Пушки заговорили. Утренний взрыв - страница 25
Как будто только что развивал перед огромной толпой слушателей свою находку в лабиринте человеческих мыслей, нанизывая образ на образ, подходил уже к выводу, ясному, как день, но вся толпа вдруг, сколько ее было, засвистав, захохотав, бросилась к выходу, а он остался один, с открытым от изумления ртом, с застывшим на языке словом.
Шесть конных фигур задумано было им на картине «Демонстрация», и временами им овладевало сомнение: не много ли? Миллион конных фигур готовила война для полей сражений и подсчитывала: не мало ли? И Сыромолотов наперед соглашался с тем, что будет мало. Всего только миллион конницы! Мизерно, скупо, необходимо удвоить, утроить…
Когда он ставил Надю Невредимову в центр своей картины, он думал: «Вот порыв! Вот взлет молодости, готовой принести жизнь в жертву идее!.. И рядом с той, которая в центре, сколько других, идущих на такую же жертву!.. Десятки, сотни, может быть!..»
На огромнейшее полотно выводились другим художником – Историей – десятки миллионов молодых, из которых треть, если не половина, будет покалечена и убита, даже не успев никого спросить, во имя чего именно и зачем.
Однако же все шли на такой грандиознейший бой, какого еще не знало человечество. А он, художник, всю жизнь бившийся с тем, что не хотело поддаваться, не лезло в рамки его холстов, теперь точно остался не у дел, вышел в отставку.

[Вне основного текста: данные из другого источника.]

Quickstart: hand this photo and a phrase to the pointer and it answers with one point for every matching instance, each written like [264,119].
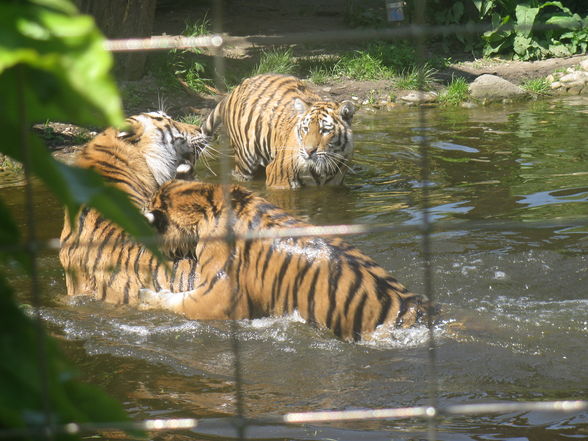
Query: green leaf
[525,16]
[60,55]
[565,21]
[521,45]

Он всячески пытался убедить себя, что его «Демонстрация» важнее, чем начавшаяся война, однако не мог убедить, тем более что ведь сам-то он не пошел бы с красным флагом впереди толпы рабочих под пули полицейских и вызванных в помощь им солдат.
Если раньше, до войны, Сыромолотов, солнцепоклонник, неослабно наблюдал игру света и теней и чередование красочных пятен, то теперь, в первые дни уже начавшейся войны, он вглядывался в людей.
Пожалуй, был при этом налет враждебности, будто каждый извозчик или водовоз был виноват в катастрофе, каждая торговка жареной печенкой на толкучке причастна к тому сдвигу в мировой жизни, который заявлял о себе ежедневно.
Точно человек около него, кто бы ни был, стал вдруг совершенно новым: Сыромолотов не замечал женских слез, не слышал причитаний, когда был на вокзале, где провожали запасных.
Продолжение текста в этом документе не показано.